Uma educação que conte nossa história para além da escravidão, do sofrimento e da amargura. Um sistema de saúde que não tente nos controlar, mas nos ajude a estar bem, em nossas sexualidades e afetividades. Uma política de segurança pública que não elimine os nossos, ao lado e no oposto do Estado. Uma comunicação que bem nos represente, o ano inteiro, não somente em julho e novembro. Um Estado laico em que nossas religiosidades não sejam massacradas. Um país onde nossos direitos não sejam ignorados, na cidade ou no campo, dentro ou fora da academia. Enfim, uma sociedade onde caibamos em toda nossa complexidade.
Como as mais velhas disseram: não se luta sozinha. Das marcas que os passos da Marcha das Mulheres Negras em 2015 já deixaram, percebi no II Encontro Nacional de Negras Jovens Feministas a força que temos individualmente, mas que em conjunto nos transformamos em inquebrantáveis. Hoje retrocessos ameaçam nossas vidas. Ainda que racistas, sexistas e lesbitransfóbic@s coloquem a cara no sol, vivenciamos um momento chave na disputa por narrativas. A história, que nunca anda para trás, somente avançará com nosso caminhar.
É fundamental reconhecer a potência da construção coletiva. Foi ela quem viabilizou o encontro, quer tenha sido pelas organizações que acreditaram no evento – como a Rede de Mulheres Negras Afro Latinas, o Odara: Instituto da Mulher Negra, o Fundo de População das Nações Unidas (UNFPA Brasil) e o próprio Blogueiras Negras – quer tenha sido pelas mulheres que se viraram de todos recônditos do país em direção a São Paulo.

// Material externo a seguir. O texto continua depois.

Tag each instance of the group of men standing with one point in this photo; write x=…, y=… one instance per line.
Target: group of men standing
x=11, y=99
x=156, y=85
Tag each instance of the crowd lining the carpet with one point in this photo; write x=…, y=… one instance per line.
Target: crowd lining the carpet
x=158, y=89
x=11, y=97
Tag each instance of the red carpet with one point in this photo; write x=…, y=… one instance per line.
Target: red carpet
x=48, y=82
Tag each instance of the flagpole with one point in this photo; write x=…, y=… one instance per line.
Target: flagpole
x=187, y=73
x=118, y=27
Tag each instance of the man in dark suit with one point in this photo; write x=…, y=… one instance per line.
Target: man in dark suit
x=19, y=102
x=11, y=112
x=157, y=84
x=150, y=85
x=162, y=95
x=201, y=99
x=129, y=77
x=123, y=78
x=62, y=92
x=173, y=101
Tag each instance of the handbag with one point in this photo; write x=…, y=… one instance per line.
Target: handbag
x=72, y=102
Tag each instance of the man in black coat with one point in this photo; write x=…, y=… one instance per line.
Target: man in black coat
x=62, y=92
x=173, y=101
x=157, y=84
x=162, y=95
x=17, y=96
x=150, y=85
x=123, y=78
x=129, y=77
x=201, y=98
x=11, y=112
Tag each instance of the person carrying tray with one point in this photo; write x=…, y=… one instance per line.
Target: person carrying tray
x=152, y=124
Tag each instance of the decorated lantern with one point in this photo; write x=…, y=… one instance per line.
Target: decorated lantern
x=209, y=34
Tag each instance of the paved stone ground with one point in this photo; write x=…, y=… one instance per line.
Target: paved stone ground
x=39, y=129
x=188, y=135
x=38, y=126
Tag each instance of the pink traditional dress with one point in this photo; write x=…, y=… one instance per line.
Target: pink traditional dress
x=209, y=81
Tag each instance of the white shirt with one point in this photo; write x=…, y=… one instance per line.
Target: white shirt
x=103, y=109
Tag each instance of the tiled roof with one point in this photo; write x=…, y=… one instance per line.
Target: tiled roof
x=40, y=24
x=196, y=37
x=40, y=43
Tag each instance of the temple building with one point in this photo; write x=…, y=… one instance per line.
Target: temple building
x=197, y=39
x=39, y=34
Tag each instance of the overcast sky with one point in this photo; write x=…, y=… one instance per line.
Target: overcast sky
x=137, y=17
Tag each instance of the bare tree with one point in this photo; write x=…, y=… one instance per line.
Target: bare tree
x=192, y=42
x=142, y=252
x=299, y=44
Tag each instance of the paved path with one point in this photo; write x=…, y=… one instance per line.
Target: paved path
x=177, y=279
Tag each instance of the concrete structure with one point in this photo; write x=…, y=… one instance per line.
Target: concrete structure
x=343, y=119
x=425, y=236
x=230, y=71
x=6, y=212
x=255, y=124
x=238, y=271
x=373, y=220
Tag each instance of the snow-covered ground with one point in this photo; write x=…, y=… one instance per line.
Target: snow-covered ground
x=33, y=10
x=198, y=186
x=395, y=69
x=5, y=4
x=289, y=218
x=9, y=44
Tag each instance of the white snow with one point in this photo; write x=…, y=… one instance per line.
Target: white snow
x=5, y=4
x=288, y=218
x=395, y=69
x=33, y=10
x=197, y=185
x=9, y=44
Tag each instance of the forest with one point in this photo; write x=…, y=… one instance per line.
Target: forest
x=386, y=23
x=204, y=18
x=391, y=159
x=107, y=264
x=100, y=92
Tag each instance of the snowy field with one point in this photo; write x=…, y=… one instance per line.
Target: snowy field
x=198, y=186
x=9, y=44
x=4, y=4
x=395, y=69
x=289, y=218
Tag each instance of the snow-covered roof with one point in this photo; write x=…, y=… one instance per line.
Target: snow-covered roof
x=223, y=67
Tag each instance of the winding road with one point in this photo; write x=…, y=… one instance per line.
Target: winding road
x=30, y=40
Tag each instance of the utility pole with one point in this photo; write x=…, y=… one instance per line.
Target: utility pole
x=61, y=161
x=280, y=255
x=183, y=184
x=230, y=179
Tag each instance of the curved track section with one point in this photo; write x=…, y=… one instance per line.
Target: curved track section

Não estamos só! Somos o resultado das batalhas de noss@s ancestrais. Temos a obrigação de ecoar a história das Terezas, Dandaras e Zeferinas, alicerces de resistência. Se por séculos culpabilizam nossos corpos da violência que sofremos, o ENNJF foi o momento em que molhamos aquela terra interiorana com nosso choro, perfumamos o ar com nosso amor e recarregamos nossas energias para seguir em frente.
Nós jovens negras lutamos hoje pela história de noss@s antepassad@s, pelo amor interno e autocuidado, pelo futuro da nação. Queremos, podemos e vamos viver plenamente. O fim de semana no sítio foi uma pequena amostra do que é expressar nossos corpos por inteiro e em coletivo. 280 mulheres negras vivas! Somos poucas para as mais de 50 milhões no Brasil, mas estamos prontas para aliar forças, amores e inteligências, desatando os nós de qualquer amarra que nos impeça bem viver.
Jovens negras? Presentes ontem, hoje e sempre!